CLIVE James left some words wandering around my head all day yesterday. These weren’t the brilliant sparklers of his old TV column in the Observer all those years ago. Or a fragment of his poetry. Just six simple words at the beginning of a sentence… “When I was first a student…”
I re-read those words while trying to work out the resonance. Perhaps it is the placing of that ‘first’ that does it, giving the words a poetic rhythm. No long-winded “When I was a student first time around” or anything from James. There is a biblical clarity almost to his words.
James is recalling his youth on Avalon beach in Sydney while summoning up memories of a lissome girl called Pat he knew 50 years ago. “I can only just remember her pretty face, but I can remember vividly her taste in reading.” What she was reading was Ulysses by James Joyce. I am with Pat on that one, although it’s been a few years now since I picked up my battered paperback copy from when I first was a student. And from when I last was a student, too.
James writes a short column called Reports Of My Death that appears towards the end of the Guardian Weekend supplement every Saturday. It should be required reading all round. The writing is so sharp and the thinking so clear.
As the title of the column suggests, the poet, writer, journalist and wit is dying of cancer, but he is taking his time over his departure. This is good news for us and hopefully for him too. These sainted extra days have given James great mental strength while his body falls apart around him.
Bashing words out isn’t necessarily hard, but good writing is difficult. What James offers each week in this protracted farewell is the best sort of writing. Simple and yet capable of profundity.

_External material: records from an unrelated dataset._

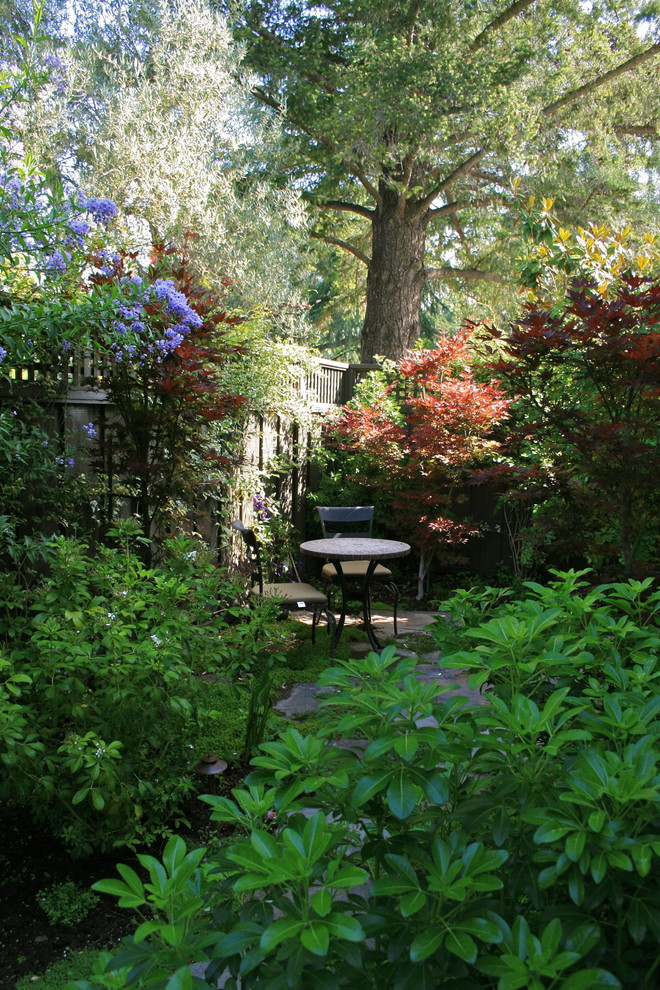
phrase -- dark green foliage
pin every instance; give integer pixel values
(512, 844)
(100, 702)
(66, 904)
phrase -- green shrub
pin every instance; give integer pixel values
(99, 683)
(509, 844)
(60, 973)
(65, 903)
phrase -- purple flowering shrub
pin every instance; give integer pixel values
(38, 484)
(278, 539)
(165, 334)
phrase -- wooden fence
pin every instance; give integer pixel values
(331, 383)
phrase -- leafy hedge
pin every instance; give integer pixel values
(101, 709)
(512, 844)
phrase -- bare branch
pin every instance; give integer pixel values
(365, 182)
(466, 274)
(337, 204)
(261, 94)
(637, 130)
(408, 165)
(345, 246)
(474, 204)
(310, 74)
(507, 15)
(595, 84)
(461, 169)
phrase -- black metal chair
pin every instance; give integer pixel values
(294, 596)
(355, 521)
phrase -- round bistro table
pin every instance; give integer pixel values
(339, 548)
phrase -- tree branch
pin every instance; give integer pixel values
(516, 8)
(467, 274)
(337, 204)
(261, 94)
(461, 169)
(637, 130)
(476, 204)
(345, 246)
(589, 87)
(311, 74)
(408, 165)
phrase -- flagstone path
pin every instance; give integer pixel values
(305, 697)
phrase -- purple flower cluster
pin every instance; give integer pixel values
(79, 231)
(57, 262)
(101, 210)
(261, 508)
(132, 321)
(12, 191)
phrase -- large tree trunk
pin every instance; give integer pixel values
(395, 279)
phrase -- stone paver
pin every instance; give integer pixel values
(304, 698)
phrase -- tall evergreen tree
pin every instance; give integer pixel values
(414, 116)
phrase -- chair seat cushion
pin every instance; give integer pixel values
(292, 594)
(356, 569)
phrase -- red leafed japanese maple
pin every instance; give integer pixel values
(585, 378)
(430, 422)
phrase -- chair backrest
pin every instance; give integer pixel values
(250, 538)
(346, 520)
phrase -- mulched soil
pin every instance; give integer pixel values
(31, 860)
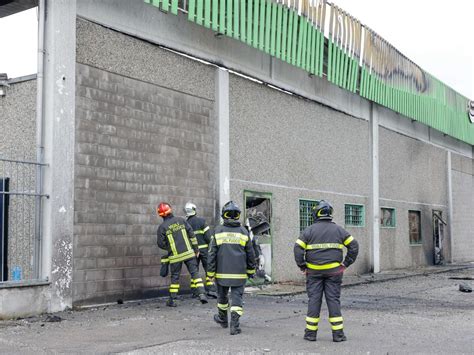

Anyway those words stayed with me all of yesterday. They were there when we went to see some friends for a coffee in the morning. They were there when I did some work in the afternoon. And they were there when I was returning from a friend’s 40th birthday party in York and waiting outside York Theatre Royal for the bus home.
This is a good spot for a different sort of theatre on a Saturday night. People streamed or wobbled past. A young woman hampered by short skirt and high heels tottered while she shouted into her mobile phone. “You don’t know what I have to put up with,” she screamed. “You have no idea. You don’t know the half of it.”
Gravity threatened to interrupt her rant, but she recovered her balance and kept on shouting at whoever it was that didn’t know the half of it. Although perhaps by then they knew the whole of it.
A young man who might have been wiser about his nourishment tugged up oversized jeans as he balanced on his belly a pizza in its box. Neither pizza nor jeans fell, which was a relief all round.
A group of cyclists forgot which side of the road they should be on. And then the Number 1 bus rolled up on the right side of the road, and I rolled home.